La plaignante âgée de 39 ans dit avoir été agressée, après une rencontre en boîte de nuit, dans l'hôtel où séjournaient des membres de l'équipe de France de rugby.

La juge qui a rendu le non lieu a estimé que "l'acte enquêté ne constitu(ait) pas un délit", donc qu'il n'y avait pas eu de viol.

Pour Me Romano, toutes les preuves "devraient être pleinement évaluées". "Nous avons des preuves en attente de production qui avaient même été ordonnées et, de manière surprenante, le procureur n'a pas voulu les produire", ajoute l'avocate.

- Origine des ecchymoses -

Elle fait référence à l'origine des ecchymoses que la plaignante a présentées et qui ont été confirmées par les tribunaux.

Alors que la défense des joueurs a soutenu que la plaignante souffrait d'une maladie hématologique qui la rendait sujette aux ecchymoses, la femme nie que ce soit là l'origine des marques qu'elle a présentées et les attribue à des coups portés par ses agresseurs présumés.

"La preuve fondamentale a été le témoignage de l'hématologue, qui a signé le rapport (...) où il dit qu'il exclut que notre cliente souffre d'une quelconque maladie qui justifie ces blessures atroces, qui sont au nombre de quinze", soutient Natacha Romano.

Elle déplore que le rapport ait été rejeté par le magistrat instructeur puis par la juge qui a prononcé le non lieu.

Autre point motivant l'appel: le refus de produire une inspection oculaire de la pièce où les événements présumés ont eu lieu, ainsi que des tests sonores.

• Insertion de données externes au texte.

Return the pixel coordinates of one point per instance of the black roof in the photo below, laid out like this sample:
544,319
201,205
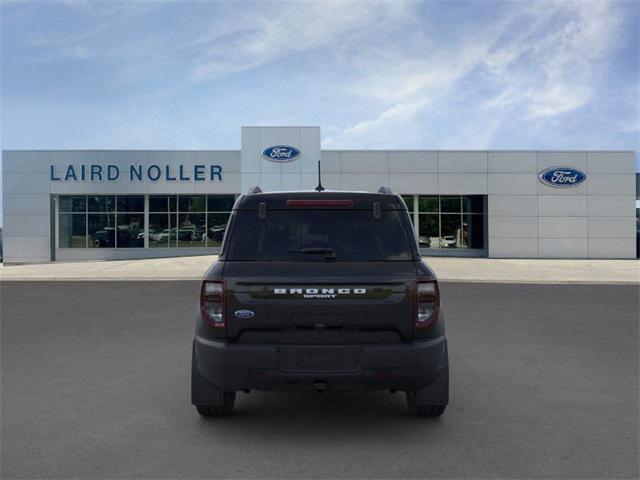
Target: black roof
361,200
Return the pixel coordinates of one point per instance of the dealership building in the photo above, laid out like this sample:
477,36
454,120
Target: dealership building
70,205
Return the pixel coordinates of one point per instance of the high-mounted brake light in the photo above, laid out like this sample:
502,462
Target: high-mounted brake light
320,203
212,303
427,303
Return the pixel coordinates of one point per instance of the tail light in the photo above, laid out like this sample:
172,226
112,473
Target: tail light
427,302
212,303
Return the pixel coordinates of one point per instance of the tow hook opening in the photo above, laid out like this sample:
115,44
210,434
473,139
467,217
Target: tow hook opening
319,386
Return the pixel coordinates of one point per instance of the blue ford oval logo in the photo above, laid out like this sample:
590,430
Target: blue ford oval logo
562,177
281,153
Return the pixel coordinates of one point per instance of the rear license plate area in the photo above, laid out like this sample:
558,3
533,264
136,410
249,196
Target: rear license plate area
320,358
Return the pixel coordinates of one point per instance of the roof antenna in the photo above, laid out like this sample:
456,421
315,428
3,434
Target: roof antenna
319,188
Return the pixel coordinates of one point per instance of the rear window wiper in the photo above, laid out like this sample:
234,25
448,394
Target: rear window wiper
330,253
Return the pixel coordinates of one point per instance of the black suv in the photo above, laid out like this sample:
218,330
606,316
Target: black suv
320,290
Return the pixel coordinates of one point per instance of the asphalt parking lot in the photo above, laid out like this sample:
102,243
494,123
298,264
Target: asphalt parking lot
95,384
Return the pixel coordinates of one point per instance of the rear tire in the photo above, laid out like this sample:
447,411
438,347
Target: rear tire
224,410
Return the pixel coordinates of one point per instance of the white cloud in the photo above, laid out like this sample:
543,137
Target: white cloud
537,60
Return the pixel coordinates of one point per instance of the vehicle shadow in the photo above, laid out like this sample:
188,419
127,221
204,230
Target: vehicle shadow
328,415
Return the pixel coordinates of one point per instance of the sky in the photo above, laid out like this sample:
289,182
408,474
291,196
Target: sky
372,74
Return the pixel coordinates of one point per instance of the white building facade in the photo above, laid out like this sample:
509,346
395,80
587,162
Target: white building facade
116,204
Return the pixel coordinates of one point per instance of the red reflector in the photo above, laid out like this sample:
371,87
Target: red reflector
319,203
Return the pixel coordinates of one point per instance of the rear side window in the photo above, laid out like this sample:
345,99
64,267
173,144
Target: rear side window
315,235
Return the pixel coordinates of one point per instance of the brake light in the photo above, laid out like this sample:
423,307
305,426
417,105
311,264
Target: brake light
427,303
320,203
212,303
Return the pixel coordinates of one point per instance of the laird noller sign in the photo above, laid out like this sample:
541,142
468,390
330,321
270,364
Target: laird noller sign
135,173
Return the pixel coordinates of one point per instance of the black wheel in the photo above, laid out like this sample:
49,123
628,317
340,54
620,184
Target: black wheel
223,410
419,410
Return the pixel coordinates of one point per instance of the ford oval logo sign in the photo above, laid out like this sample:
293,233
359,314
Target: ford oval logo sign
562,177
281,153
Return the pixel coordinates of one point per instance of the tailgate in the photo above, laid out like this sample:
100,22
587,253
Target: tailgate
320,303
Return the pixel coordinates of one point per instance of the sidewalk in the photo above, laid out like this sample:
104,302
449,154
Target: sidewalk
447,269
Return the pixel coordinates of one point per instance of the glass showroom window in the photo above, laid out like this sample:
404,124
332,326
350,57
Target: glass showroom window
130,221
451,221
162,221
192,212
218,212
109,221
72,221
188,220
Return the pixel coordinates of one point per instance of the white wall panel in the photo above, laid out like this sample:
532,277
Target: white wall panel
598,184
25,204
611,162
364,162
562,247
26,249
413,161
562,227
462,162
20,183
513,205
31,161
370,182
26,225
514,227
513,183
411,183
513,248
612,227
513,162
462,183
562,205
611,205
612,248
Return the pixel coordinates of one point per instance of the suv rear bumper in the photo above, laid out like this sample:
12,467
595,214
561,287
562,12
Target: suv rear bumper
411,366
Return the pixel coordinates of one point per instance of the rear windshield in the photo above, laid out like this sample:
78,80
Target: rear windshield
320,235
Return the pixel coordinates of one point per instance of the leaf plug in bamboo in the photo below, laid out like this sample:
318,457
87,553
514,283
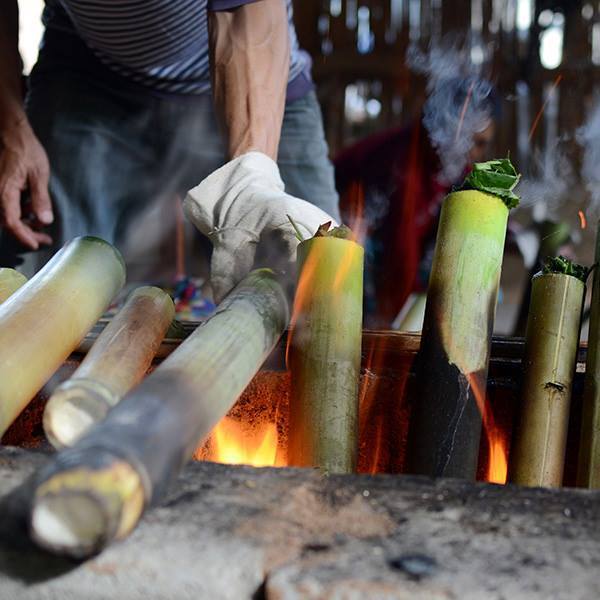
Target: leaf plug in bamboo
446,420
551,343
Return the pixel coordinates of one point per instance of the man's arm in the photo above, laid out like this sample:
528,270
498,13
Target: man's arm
250,57
23,161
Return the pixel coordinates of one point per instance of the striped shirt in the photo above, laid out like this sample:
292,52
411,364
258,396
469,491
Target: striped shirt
159,44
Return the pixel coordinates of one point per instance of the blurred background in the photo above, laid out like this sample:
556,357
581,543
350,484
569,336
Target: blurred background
375,61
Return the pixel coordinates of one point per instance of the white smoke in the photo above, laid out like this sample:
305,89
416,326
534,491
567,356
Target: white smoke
458,105
544,191
588,137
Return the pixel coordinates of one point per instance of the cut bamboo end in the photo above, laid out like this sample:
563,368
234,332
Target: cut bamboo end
116,363
324,356
75,512
552,339
96,490
10,282
447,417
42,322
74,407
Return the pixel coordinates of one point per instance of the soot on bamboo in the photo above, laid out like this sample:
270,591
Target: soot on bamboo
446,420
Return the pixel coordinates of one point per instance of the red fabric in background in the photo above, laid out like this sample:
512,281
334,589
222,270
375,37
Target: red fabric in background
400,164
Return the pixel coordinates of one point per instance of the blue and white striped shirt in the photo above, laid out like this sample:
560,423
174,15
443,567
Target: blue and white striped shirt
159,44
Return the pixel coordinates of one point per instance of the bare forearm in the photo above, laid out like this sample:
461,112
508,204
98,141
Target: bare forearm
250,58
11,104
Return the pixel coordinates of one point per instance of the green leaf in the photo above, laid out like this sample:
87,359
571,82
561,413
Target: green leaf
296,229
562,265
496,177
342,232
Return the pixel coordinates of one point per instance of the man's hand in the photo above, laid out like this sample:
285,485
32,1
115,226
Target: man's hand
24,165
239,203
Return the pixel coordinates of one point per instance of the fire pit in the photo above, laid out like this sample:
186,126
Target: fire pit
235,532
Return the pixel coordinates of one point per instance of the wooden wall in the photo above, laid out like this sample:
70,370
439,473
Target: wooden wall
365,41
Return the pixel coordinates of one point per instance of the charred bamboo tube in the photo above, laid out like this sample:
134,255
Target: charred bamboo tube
588,473
551,343
96,490
446,421
117,361
10,282
324,354
42,322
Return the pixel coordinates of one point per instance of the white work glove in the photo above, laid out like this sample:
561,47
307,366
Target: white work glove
236,205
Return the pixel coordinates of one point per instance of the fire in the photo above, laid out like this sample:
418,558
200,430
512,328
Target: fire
497,463
233,444
497,469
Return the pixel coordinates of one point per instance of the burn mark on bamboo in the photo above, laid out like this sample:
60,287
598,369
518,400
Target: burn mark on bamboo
446,421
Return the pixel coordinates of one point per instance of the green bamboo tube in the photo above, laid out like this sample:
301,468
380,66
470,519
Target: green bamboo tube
588,472
10,282
324,355
96,490
117,361
552,339
552,237
446,420
42,322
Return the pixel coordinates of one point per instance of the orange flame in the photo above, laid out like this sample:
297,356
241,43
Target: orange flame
497,470
233,444
367,397
305,284
541,111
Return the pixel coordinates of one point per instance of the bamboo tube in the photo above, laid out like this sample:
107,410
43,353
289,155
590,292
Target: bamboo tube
46,318
324,354
588,472
446,420
551,343
117,361
10,282
552,237
96,490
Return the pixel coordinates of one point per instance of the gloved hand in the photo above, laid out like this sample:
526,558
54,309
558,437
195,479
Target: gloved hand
236,205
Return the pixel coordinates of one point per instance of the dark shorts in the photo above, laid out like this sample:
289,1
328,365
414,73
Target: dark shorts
122,158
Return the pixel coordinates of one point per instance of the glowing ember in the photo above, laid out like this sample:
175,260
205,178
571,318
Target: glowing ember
233,444
541,112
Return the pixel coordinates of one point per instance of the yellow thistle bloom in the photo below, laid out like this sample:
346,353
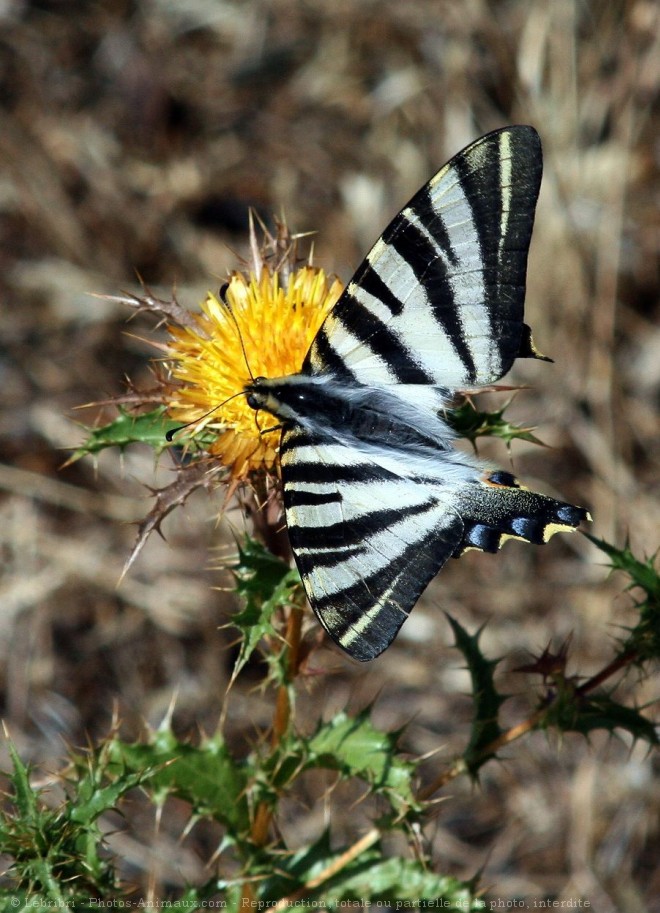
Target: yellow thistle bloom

"Il y a eu des contradictions répétées entre les témoins qu'ils (la défense) ont présentés pour pouvoir définir si les appels à l'aide de notre cliente avaient été entendus", explique l'avocate.

Concernant la possibilité pour les joueurs de porter plainte au civil contre leur accusatrice pour diffamation, Me Romano estime que "ce sont eux les diffamateurs", rappelant que le nom et le prénom de la femme ont été rendus publics.

Sa cliente a au contraire "pris la décision de dénoncer les faits devant la justice et non pas devant les caméras".

Cette menace de diffamation "n'est rien d'autre qu'une pression psychologique pour que la plaignante ne fasse pas appel mais cela n'arrivera pas".

Auradou et Jegou, qui ont pour avocat principal Rafael Cúneo Libarona, frère de l'actuel ministre argentin de la Justice, Mariano Cúneo Libarona, ont toujours affirmé que le rapport sexuel était consenti.

Ils avaient été placés en détention provisoire puis assignés à résidence à Mendoza jusqu'à ce que la justice les libère à la mi-août et les autorise à rentrer en France début septembre. Depuis, ils ont rejoué avec leur club de Pau et La Rochelle.